NCART commissions wheelchair study
WASHINGTON – With Congress, CMS and the Office of Inspector General (OIG) breathing down its neck, NCART in February commissioned an independent study of the services and costs associated with providing complex power wheelchairs.
“We’ve talked about the different models for complex rehab and standard mobility, and (government officials) nod their heads, but they don’t adequately acknowledge the differences in their coverage policy and pricing,” said Sharon Hildebrandt, NCART’s executive director. “We need data to show them that, yes, the delivery models or complex rehab and standard mobility are different, and their patients are different.”
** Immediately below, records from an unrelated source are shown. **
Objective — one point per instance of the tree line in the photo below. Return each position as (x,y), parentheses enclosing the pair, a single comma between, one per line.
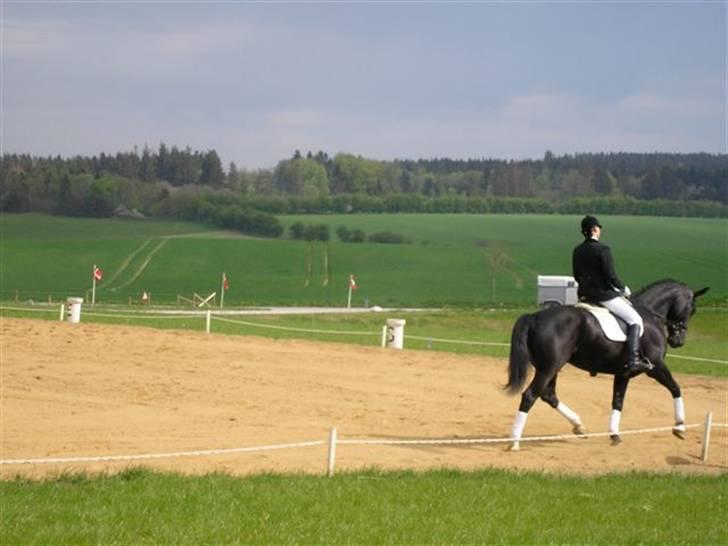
(193,185)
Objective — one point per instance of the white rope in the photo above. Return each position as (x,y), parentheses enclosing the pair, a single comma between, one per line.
(156,317)
(713,360)
(49,310)
(463,342)
(507,440)
(202,453)
(332,332)
(208,452)
(289,328)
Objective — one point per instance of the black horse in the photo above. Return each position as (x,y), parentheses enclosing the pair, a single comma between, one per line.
(552,337)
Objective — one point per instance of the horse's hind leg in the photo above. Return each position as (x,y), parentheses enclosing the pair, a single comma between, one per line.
(549,396)
(528,399)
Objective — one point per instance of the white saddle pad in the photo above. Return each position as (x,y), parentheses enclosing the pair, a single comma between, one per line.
(607,321)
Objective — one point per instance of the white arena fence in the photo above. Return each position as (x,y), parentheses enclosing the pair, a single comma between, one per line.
(210,316)
(334,442)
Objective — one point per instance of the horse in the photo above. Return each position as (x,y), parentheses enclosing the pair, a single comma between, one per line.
(555,336)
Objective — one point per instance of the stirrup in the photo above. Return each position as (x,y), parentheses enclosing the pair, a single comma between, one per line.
(641,365)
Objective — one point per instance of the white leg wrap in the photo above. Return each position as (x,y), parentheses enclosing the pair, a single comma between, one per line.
(518,424)
(567,412)
(679,410)
(614,422)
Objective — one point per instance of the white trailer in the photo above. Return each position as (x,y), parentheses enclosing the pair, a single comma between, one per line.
(557,290)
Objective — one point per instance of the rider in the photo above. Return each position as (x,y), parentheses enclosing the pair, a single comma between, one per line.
(598,283)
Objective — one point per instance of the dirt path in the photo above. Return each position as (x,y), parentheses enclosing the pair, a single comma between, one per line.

Georgia Tech University and the University of Buffalo will conduct the two-year study, which will take place under the auspices of the Sam Schmidt Paralysis Foundation. Researchers will examine services provided; time spent; costs incurred; and outcomes achieved.
NCART plans to use the findings from the study to better make its case against eliminating the first-month purchase option for power wheelchairs, including complex rehab in national competitive bidding and using Internet pricing to set Medicare fee schedules.
The rehab industry has commissioned service and cost studies in the past, but they relied on self-reporting, so government officials never took them seriously, NCART officials said.
“Because we’re working with academic institutions and researchers, this study will have increased credibility,” said Don Clayback, part of NCART’s executive leadership and vice president of government relations for The MED Group.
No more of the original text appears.